Het 1927 New York Yankees team wordt beschouwd als een van de grootste ploegen die ooit het veld hebben betreden. Bekend als Murderers” Row vanwege de kracht van de line-up, veroverde de ploeg de eerste plaats op Labor Day, won een toenmalig AL-record van 110 wedstrijden en pakte de AL-wimpel met 19 wedstrijden verschil. Er was geen spanning meer in de wimpelrace, en de natie richtte haar aandacht op Ruth”s jacht op zijn eigen homerunrecord van 59 homeruns in één seizoen. Ruth was niet alleen in deze jacht. Teamgenoot Lou Gehrig bewees een slagman te zijn die in staat was Ruth uit te dagen voor zijn homeruns; hij evenaarde Ruth met 24 homeruns eind juni. In juli en augustus werd het dynamische duo nooit gescheiden door meer dan twee homeruns. Gehrig nam de leiding, 45-44, in de eerste wedstrijd van een doubleheader op Fenway Park begin september; Ruth antwoordde met twee knallen van zijn eigen om de leiding te nemen, zoals het bleek permanent-Gehrig eindigde met 47. Toch was Ruth op 6 september nog steeds een aantal wedstrijden verwijderd van zijn tempo van 1921, en bij het ingaan van de laatste reeks tegen de Senators had hij er slechts 57. Hij sloeg er twee in de eerste wedstrijd van de reeks, waaronder één op Paul Hopkins, die zijn eerste slagman in de Major League tegenover zich had, om het record te evenaren. De volgende dag, 30 september, brak hij het met zijn 60e homer, in de achtste inning op Tom Zachary om een 2-2 stand te breken. “Zestig! Laat eens zien hoe een klootzak dat kan verbeteren”, jubelde Ruth na afloop van de wedstrijd. Naast zijn record van 60 homeruns sloeg Ruth .356, bracht 164 punten binnen en had een slaggetal van .772. In de World Series van 1927 veegden de Yankees de Pittsburgh Pirates in vier games van de mat; de National Leaguers waren ontmoedigd toen ze zagen hoe de Yankees slagtraining hielden voor Game One, waarbij bal na bal Forbes Field verliet. Volgens Appel, “De 1927 New York Yankees. Zelfs vandaag nog boezemen de woorden ontzag in … alle honkbalsuccessen worden afgemeten aan het team van ”27.”

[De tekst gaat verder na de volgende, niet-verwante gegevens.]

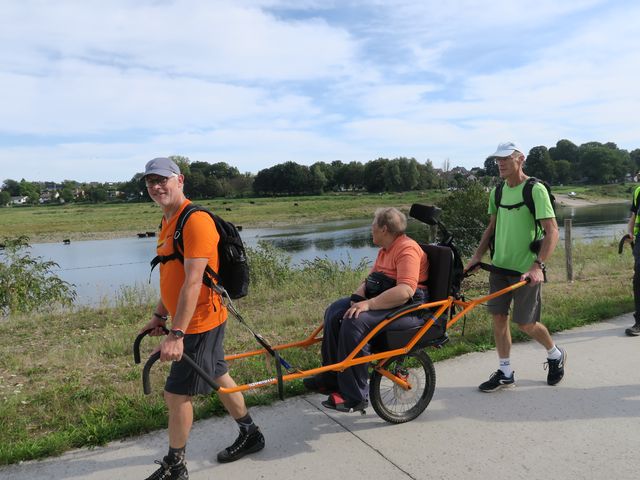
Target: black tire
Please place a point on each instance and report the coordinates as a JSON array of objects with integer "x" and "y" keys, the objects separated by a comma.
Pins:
[{"x": 395, "y": 404}]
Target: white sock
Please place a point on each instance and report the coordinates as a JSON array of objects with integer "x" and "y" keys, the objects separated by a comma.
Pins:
[
  {"x": 505, "y": 366},
  {"x": 554, "y": 353}
]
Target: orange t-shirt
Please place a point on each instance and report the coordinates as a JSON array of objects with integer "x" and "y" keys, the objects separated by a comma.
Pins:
[
  {"x": 200, "y": 241},
  {"x": 405, "y": 261}
]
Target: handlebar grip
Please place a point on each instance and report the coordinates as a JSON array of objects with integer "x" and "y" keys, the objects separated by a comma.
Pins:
[
  {"x": 136, "y": 343},
  {"x": 146, "y": 384}
]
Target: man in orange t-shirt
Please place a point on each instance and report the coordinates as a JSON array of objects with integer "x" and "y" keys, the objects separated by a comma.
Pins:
[
  {"x": 347, "y": 321},
  {"x": 197, "y": 323}
]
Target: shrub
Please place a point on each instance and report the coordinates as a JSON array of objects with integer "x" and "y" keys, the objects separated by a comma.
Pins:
[{"x": 27, "y": 283}]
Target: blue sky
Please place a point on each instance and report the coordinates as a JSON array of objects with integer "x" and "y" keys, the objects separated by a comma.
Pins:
[{"x": 91, "y": 90}]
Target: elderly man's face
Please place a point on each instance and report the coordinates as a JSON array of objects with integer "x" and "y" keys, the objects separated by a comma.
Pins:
[
  {"x": 164, "y": 190},
  {"x": 507, "y": 166}
]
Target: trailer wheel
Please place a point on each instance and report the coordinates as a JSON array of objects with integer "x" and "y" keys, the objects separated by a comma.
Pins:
[{"x": 392, "y": 402}]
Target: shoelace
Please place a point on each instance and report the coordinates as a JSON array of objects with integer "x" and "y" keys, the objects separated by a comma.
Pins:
[
  {"x": 239, "y": 443},
  {"x": 162, "y": 472},
  {"x": 552, "y": 364}
]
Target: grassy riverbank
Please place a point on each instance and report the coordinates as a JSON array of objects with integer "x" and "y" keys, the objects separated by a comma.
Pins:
[
  {"x": 67, "y": 379},
  {"x": 53, "y": 223},
  {"x": 100, "y": 221}
]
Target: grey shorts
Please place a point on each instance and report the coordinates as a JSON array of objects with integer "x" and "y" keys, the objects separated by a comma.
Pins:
[
  {"x": 526, "y": 299},
  {"x": 206, "y": 349}
]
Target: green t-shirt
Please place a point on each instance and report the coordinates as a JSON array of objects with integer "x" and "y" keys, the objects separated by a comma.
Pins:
[{"x": 515, "y": 227}]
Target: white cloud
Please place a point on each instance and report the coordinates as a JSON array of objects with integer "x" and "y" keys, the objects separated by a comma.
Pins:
[{"x": 91, "y": 90}]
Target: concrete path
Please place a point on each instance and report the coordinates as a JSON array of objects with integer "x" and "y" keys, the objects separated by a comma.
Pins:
[{"x": 586, "y": 427}]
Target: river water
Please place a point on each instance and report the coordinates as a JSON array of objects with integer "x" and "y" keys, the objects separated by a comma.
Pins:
[{"x": 102, "y": 269}]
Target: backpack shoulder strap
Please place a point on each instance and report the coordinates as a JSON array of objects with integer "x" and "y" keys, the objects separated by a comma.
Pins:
[
  {"x": 178, "y": 238},
  {"x": 636, "y": 193},
  {"x": 527, "y": 194},
  {"x": 498, "y": 199},
  {"x": 497, "y": 196}
]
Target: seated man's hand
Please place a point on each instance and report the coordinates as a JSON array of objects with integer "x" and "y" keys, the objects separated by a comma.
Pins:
[{"x": 356, "y": 308}]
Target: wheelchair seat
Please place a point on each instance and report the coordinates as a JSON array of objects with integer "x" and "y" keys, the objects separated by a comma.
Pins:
[{"x": 439, "y": 288}]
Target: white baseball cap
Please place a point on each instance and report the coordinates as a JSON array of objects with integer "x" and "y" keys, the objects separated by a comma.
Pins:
[{"x": 505, "y": 149}]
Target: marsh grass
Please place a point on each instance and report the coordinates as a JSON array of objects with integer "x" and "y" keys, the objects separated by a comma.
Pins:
[
  {"x": 111, "y": 220},
  {"x": 67, "y": 379}
]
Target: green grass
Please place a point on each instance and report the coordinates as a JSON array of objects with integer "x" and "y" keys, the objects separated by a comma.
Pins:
[
  {"x": 619, "y": 191},
  {"x": 67, "y": 378},
  {"x": 88, "y": 221}
]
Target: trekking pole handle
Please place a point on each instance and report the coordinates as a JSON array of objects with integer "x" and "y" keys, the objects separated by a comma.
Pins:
[
  {"x": 623, "y": 240},
  {"x": 136, "y": 343},
  {"x": 146, "y": 384}
]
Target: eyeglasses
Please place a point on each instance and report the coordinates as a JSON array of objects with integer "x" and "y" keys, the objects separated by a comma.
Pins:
[{"x": 154, "y": 181}]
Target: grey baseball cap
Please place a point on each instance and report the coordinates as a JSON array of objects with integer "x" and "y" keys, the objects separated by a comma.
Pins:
[
  {"x": 162, "y": 166},
  {"x": 505, "y": 149}
]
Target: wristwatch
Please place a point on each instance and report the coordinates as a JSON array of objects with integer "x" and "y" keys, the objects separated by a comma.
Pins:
[{"x": 177, "y": 332}]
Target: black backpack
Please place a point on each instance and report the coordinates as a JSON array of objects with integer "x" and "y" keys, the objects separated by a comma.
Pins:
[
  {"x": 233, "y": 272},
  {"x": 527, "y": 199}
]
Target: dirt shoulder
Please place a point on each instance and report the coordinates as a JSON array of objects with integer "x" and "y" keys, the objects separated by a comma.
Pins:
[{"x": 570, "y": 201}]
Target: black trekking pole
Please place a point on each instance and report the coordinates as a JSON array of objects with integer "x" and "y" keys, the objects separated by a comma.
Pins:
[{"x": 623, "y": 240}]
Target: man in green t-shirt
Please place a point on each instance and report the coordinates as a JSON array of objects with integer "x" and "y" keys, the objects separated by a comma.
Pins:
[
  {"x": 634, "y": 235},
  {"x": 512, "y": 228}
]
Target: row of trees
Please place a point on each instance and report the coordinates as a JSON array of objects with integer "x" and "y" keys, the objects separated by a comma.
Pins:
[
  {"x": 382, "y": 174},
  {"x": 591, "y": 162},
  {"x": 566, "y": 162}
]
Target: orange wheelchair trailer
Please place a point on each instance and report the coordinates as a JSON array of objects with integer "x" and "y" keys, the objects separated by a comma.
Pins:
[{"x": 403, "y": 378}]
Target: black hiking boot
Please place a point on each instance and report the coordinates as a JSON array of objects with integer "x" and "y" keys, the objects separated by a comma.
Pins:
[
  {"x": 167, "y": 471},
  {"x": 498, "y": 380},
  {"x": 247, "y": 442},
  {"x": 556, "y": 368},
  {"x": 634, "y": 330}
]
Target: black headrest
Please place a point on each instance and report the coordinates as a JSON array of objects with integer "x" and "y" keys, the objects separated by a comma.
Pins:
[{"x": 425, "y": 213}]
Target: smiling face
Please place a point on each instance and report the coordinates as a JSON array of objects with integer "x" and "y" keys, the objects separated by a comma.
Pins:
[
  {"x": 511, "y": 166},
  {"x": 165, "y": 191}
]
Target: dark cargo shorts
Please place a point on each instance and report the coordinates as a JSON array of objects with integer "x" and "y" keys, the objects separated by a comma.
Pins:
[
  {"x": 526, "y": 299},
  {"x": 206, "y": 349}
]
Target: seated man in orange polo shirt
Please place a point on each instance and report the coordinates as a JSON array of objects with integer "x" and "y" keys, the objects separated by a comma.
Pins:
[{"x": 347, "y": 321}]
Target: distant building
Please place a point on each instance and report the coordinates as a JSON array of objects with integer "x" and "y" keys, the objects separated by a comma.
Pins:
[{"x": 20, "y": 200}]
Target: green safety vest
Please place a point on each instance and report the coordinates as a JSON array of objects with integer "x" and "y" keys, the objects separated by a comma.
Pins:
[{"x": 636, "y": 226}]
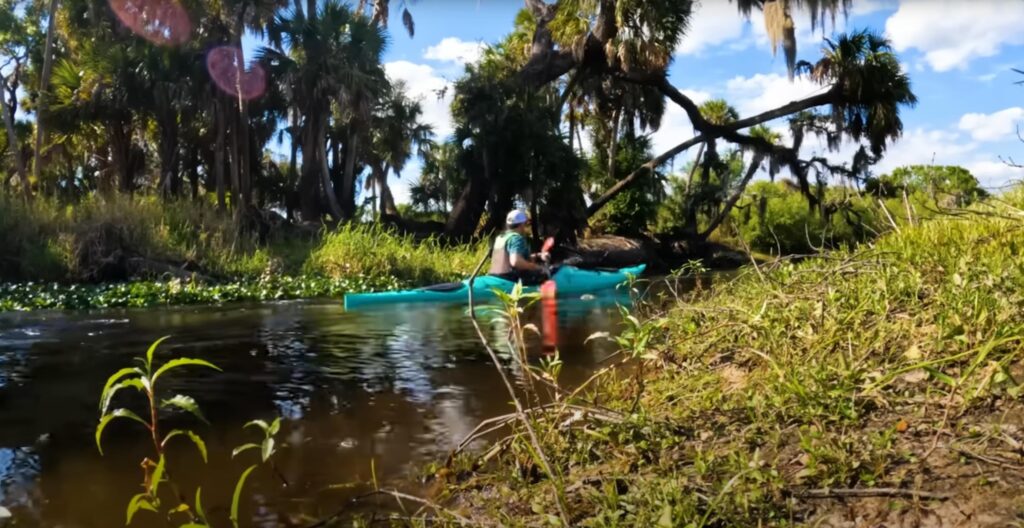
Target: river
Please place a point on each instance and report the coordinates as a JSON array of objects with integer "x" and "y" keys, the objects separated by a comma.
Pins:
[{"x": 364, "y": 394}]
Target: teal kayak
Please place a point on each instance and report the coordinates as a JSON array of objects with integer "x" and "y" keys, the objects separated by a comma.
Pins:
[{"x": 569, "y": 280}]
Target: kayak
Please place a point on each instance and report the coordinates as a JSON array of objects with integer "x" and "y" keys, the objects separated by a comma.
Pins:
[{"x": 569, "y": 280}]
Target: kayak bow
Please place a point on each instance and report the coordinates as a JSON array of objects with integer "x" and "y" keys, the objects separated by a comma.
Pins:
[{"x": 569, "y": 280}]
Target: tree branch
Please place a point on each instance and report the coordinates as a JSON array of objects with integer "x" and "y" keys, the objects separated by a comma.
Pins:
[{"x": 637, "y": 174}]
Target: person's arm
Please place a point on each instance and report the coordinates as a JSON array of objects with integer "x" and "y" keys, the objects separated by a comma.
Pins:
[{"x": 521, "y": 263}]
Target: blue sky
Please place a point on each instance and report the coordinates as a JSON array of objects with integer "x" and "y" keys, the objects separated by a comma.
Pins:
[{"x": 958, "y": 53}]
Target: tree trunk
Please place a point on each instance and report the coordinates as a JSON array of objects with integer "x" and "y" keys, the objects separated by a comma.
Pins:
[
  {"x": 348, "y": 179},
  {"x": 218, "y": 154},
  {"x": 309, "y": 205},
  {"x": 168, "y": 155},
  {"x": 243, "y": 194},
  {"x": 624, "y": 183},
  {"x": 12, "y": 144},
  {"x": 332, "y": 198},
  {"x": 613, "y": 142},
  {"x": 388, "y": 207},
  {"x": 121, "y": 156},
  {"x": 44, "y": 89},
  {"x": 469, "y": 207},
  {"x": 693, "y": 169},
  {"x": 734, "y": 198}
]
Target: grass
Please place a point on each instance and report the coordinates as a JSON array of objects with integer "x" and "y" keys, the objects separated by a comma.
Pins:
[
  {"x": 888, "y": 370},
  {"x": 143, "y": 252}
]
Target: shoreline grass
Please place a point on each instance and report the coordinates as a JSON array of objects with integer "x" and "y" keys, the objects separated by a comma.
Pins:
[
  {"x": 139, "y": 252},
  {"x": 880, "y": 383}
]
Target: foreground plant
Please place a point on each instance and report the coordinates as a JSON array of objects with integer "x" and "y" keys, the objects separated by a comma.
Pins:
[
  {"x": 156, "y": 475},
  {"x": 882, "y": 383}
]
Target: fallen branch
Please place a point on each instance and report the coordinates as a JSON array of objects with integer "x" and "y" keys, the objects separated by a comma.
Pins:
[{"x": 871, "y": 492}]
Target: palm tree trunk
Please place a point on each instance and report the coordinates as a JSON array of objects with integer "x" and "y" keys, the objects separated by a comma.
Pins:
[
  {"x": 218, "y": 154},
  {"x": 44, "y": 88},
  {"x": 469, "y": 207},
  {"x": 121, "y": 157},
  {"x": 241, "y": 137},
  {"x": 643, "y": 170},
  {"x": 613, "y": 142},
  {"x": 693, "y": 168},
  {"x": 348, "y": 179},
  {"x": 388, "y": 207},
  {"x": 734, "y": 198},
  {"x": 12, "y": 143},
  {"x": 332, "y": 196}
]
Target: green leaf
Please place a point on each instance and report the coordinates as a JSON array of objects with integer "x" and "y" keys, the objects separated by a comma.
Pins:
[
  {"x": 153, "y": 349},
  {"x": 107, "y": 419},
  {"x": 237, "y": 496},
  {"x": 158, "y": 476},
  {"x": 258, "y": 423},
  {"x": 113, "y": 380},
  {"x": 267, "y": 448},
  {"x": 242, "y": 448},
  {"x": 940, "y": 377},
  {"x": 198, "y": 440},
  {"x": 104, "y": 401},
  {"x": 185, "y": 403},
  {"x": 182, "y": 361},
  {"x": 139, "y": 501},
  {"x": 199, "y": 504}
]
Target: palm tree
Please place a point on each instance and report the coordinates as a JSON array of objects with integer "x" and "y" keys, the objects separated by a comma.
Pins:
[
  {"x": 758, "y": 160},
  {"x": 779, "y": 24},
  {"x": 717, "y": 112},
  {"x": 396, "y": 130},
  {"x": 870, "y": 87},
  {"x": 44, "y": 88},
  {"x": 333, "y": 56}
]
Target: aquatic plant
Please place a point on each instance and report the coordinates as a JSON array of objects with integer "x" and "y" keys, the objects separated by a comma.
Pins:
[
  {"x": 157, "y": 475},
  {"x": 871, "y": 372}
]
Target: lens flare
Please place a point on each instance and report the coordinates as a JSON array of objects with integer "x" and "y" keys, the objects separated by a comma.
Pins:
[
  {"x": 225, "y": 62},
  {"x": 160, "y": 22}
]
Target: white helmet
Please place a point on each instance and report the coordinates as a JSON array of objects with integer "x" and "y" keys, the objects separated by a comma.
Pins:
[{"x": 515, "y": 217}]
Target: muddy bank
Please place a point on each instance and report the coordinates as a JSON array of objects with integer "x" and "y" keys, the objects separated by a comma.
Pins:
[{"x": 659, "y": 255}]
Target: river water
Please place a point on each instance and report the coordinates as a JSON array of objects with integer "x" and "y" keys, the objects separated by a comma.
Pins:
[{"x": 361, "y": 394}]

Het volgende seizoen begon goed voor de Yankees, die de competitie aanvoerden in de beginfase. Maar de Yankees werden geplaagd door blessures, onregelmatige pitching en inconsistent spel. De Philadelphia Athletics, die na enkele magere jaren weer aan de weg timmerden, poetsten de grote voorsprong van de Yankees weg en namen begin september zelfs kortstondig de eerste plaats over. De Yankees heroverden echter de eerste plaats toen ze de Athletics drie van de vier wedstrijden versloegen in een beslissende reeks in Yankee Stadium later die maand, en veroverden de wimpel in het laatste weekend van het seizoen. Ruth”s spel in 1928 weerspiegelde de prestaties van zijn ploeg. Hij maakte een hete start en op 1 augustus had hij 42 homeruns. Dit zette hem voor op zijn 60 homeruns tempo van het vorige seizoen. Daarna zakte hij in voor het laatste deel van het seizoen, en hij sloeg slechts twaalf homeruns in de laatste twee maanden. Ruth”s slaggemiddelde daalde ook tot .323, ver onder zijn carrièregemiddelde. Toch sloot hij het seizoen af met 54 homeruns. De Yankees veegden de Cardinals in vier wedstrijden van de troon in de World Series, met Ruth die .625 sloeg en drie homeruns sloeg in Game Four, waaronder één op Alexander.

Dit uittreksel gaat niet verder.